MonetDB and Rapidminer
MonetDB
Since this week, our dataset has a volume of about 35 GB (as CSV file) in a single table - that is quite a challenge for our own machines with 8 to 16 GB RAM. Although our scripts to generate map illustrations or to do intelligent things (e.g., decision trees) are written in Python, our main tool to transform and analyze the data is a relational database.
Started with MySQL in the first week, we recognized soon, that it did not fulfill our requirements: we could not even join two of our initial tables. Therefore, we have used PostgreSQL in the 2. and 3. week. With it, we could perform some spatial joins and do all joins and group by/aggregations we wanted to; but it was slow. We needed about a half hour to import or export our data set, often also up to a half hour for simple group bys, and 6-8 hours to fill a new table with joined data.
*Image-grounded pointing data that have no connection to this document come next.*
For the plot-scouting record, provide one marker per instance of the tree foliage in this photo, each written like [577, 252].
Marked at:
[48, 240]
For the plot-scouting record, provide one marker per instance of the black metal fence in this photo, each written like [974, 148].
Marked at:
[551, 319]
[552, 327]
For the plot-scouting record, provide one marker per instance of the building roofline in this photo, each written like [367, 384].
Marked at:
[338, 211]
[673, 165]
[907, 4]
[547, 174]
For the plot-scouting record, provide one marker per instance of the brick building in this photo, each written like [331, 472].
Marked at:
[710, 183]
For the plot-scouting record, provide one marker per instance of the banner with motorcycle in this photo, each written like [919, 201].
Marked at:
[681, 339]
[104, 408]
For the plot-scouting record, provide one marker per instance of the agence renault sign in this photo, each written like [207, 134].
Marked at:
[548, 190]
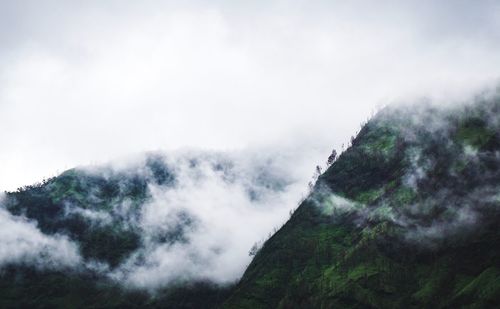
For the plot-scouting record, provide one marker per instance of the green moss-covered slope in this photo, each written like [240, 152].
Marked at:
[407, 217]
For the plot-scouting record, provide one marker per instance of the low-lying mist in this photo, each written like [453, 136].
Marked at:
[196, 215]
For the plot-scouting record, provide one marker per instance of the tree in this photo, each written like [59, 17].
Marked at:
[332, 157]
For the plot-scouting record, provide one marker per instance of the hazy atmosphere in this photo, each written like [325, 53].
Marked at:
[84, 83]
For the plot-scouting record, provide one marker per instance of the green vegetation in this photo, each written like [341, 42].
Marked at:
[407, 217]
[388, 254]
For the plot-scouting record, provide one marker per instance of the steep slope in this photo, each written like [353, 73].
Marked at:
[136, 235]
[406, 217]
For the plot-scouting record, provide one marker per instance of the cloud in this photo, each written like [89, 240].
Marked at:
[88, 83]
[204, 226]
[21, 242]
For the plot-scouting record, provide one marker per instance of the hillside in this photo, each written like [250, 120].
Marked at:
[150, 232]
[407, 217]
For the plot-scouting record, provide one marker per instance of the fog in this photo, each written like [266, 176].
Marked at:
[82, 83]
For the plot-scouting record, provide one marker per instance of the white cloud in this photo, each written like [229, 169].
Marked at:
[215, 216]
[82, 83]
[21, 242]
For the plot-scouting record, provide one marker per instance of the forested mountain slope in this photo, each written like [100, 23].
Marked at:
[406, 217]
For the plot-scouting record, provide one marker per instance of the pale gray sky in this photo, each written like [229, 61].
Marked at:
[89, 81]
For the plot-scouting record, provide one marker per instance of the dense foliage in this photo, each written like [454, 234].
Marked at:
[406, 217]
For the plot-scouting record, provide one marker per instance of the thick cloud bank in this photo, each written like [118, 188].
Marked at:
[196, 215]
[21, 242]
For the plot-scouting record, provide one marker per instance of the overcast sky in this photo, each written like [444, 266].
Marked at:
[89, 81]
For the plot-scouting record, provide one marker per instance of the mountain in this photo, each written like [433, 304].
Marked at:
[149, 232]
[406, 217]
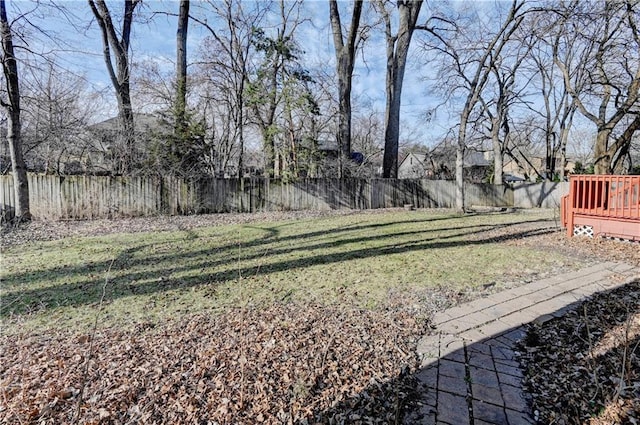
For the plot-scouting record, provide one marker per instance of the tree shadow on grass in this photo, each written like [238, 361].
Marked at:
[87, 291]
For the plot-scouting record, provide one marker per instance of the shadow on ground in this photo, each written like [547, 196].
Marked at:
[134, 274]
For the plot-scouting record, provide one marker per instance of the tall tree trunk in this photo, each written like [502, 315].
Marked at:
[601, 156]
[12, 105]
[181, 69]
[498, 166]
[345, 60]
[397, 52]
[120, 74]
[460, 148]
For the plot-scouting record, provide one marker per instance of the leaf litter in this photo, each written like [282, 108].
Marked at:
[284, 364]
[304, 364]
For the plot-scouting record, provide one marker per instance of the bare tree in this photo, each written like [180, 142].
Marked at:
[469, 67]
[608, 40]
[224, 72]
[345, 49]
[56, 108]
[12, 106]
[279, 68]
[499, 104]
[116, 43]
[551, 42]
[397, 53]
[181, 69]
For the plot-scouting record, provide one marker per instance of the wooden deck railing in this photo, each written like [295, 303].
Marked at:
[608, 203]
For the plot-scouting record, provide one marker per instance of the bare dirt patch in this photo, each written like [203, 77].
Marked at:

That made it very hard for us to define our analysis-questions and to answer them in the same meeting - even if the meetings took a complete day.
MonetDB - our third database management system. But now, we think that we have found the solution. As we have learned in our database lectures, we knew the advantages of column stores for analytical queries. Therefore, we decided to try MonetDB, that uses such a column store and techniques like "vector at a time" instead of "tuple at a time" and seems to be optimized for data mining problems.
It was a pleasant surprise! Although, our machines have not more than 16 GB main memory, MonetDB showed a much better performance than PostgreSQL. We were able to export and import our dataset in about 4 minutes, and the most aggregation queries only took under a minute. It has not the broad range of features of a MySQL or PostgreSQL database or an own GUI, but all functions we need. Therefore, we hope that it would be able to have it on the server machine and also recommend the other groups to give MonetDB a try.
RapidMiner
As we have mentioned above, we have used RapidMiner to computed the correlation matrix. Furthermore, we tried to use it for doing some computations. Unfortunately, we got a memory error for the most algorithm, even for a small sample of our data. Therefore, we are going to try to utilize RapidMiner on the server.
Next steps
- Analysis and predictions from a new angle - namely location based:
As the results of the random tree showed us, the available input features are not sufficient enough to predict crime outcome types. So far we had crime types in the center of our project. Now, with the help of the aggregated crime and demographic data about the different location granularities, we will shift our focus to location based analysis and predictions.
- Data transformation: In order to fulfill the location-based approach, we will work on the possible feature transformation and data preparation.^